Mais, me direz-vous, les traditions non-dualistes définissent ce qui est inconscient ! 
- Oui certes, répondrai-je. Mais elles le définissent d'une façon tout à fait compatible avec mon hypothèse. Car selon la Reconnaissance, l'inconscient est "ce qui est privé de conscience propre" (jada) et être ainsi, c'est simplement "être délimité objectivement" (parichinna) dans le temps et l'espace : c'est être un contenu de la conscience. C'est simplement être un objet, un quelque chose. 
Cela n'a donc rien à voir avec l'inconscience au sens ou je l'entend.

Si, en revanche, je fait l'expérience (audacieuse) de remplacer le mot "conscience" dans mes textes non-dualistes traditionnels, que se passe-t-il ?
Eh bien, les contradictions et incohérences disparaissent.

Car le domaine de l'inconscient est infini, sans limites. Il n'est pas différencié. il est omniscient en ce sens qu'il est la source de tout savoir. Il est la nature, la réalité, et plus spécialement le cerveau.

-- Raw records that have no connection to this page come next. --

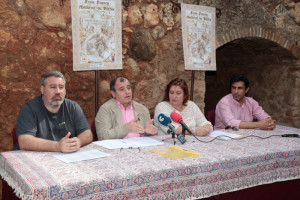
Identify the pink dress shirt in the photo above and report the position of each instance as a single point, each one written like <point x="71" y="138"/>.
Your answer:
<point x="230" y="113"/>
<point x="128" y="115"/>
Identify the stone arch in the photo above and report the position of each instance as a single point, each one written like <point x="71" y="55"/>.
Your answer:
<point x="256" y="31"/>
<point x="272" y="51"/>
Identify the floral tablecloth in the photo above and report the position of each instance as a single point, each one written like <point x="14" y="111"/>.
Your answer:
<point x="133" y="173"/>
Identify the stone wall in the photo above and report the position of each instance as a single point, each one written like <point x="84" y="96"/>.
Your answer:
<point x="36" y="36"/>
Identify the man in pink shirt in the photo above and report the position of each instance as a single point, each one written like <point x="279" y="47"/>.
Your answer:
<point x="235" y="110"/>
<point x="121" y="117"/>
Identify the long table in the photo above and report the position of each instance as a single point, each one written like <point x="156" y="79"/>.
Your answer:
<point x="222" y="167"/>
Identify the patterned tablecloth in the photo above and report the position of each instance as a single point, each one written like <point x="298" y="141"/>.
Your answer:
<point x="222" y="166"/>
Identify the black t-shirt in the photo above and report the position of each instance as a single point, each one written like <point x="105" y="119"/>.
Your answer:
<point x="34" y="119"/>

Non pas le cerveau dont j'ai (très vaguement) conscience, mais le cerveau doté de dizaines de milliards de connexions, capable de prouesses, en cet instant même, dont je n'ai nulle conscience. Tout cela inconsciemment. 

Faisons un pas de plus : tout cela correspond à la matière, à ce que les physiciens nomment "matière", et qui est assez éloigné de la "matière" dont nous avons conscience.

Et ainsi, nous pouvons réconcilier le Point de Vue de la Première Personne et celui de la Troisième Personne. 

Le Soi est l'inconscience, ce vaste océan indifférencié (pour la conscience) dans lequel la conscience brille comme une étoile. Mais c'est bien cette étendue mystérieuse qui est la cause de la conscience, de ce qui jaillit dans ce soleil autour duquel gravitent quelques planète (les quelques objets dont j'ai conscience en ce moment). Et tout cela est matière. Que matière. Rien d'autre. Insondable. Infinie. Sans espace. Sans temps. Car par "matière" je n'entends pas "ce qui se voit", ni même les atomes (qui ne sont pas éternels), ni même l'espace et le temps (qui apparaissent... "en même temps" que le Big Bang ou la Singularité initiale), ni même les lois de la physique, qui apparaissent elles aussi du "rien". "Ni ceci, ni cela". Voilà la matière. Au-delà de toute représentation sensible. 

Tout vient de rien. C'est ce "rien" que je désigne par "matière", "Soi", "inconscience", "lumière", "être", etc. Concrètement, c'est surtout le cerveau. Il nous est possible de le connaître par ses effets (ses shaktis). 

Voilà comment, en modifiant notre traduction d'un terme fondamental, je crois qu'il est possible de réconcilier spiritualité et science, du moins le meilleur des deux.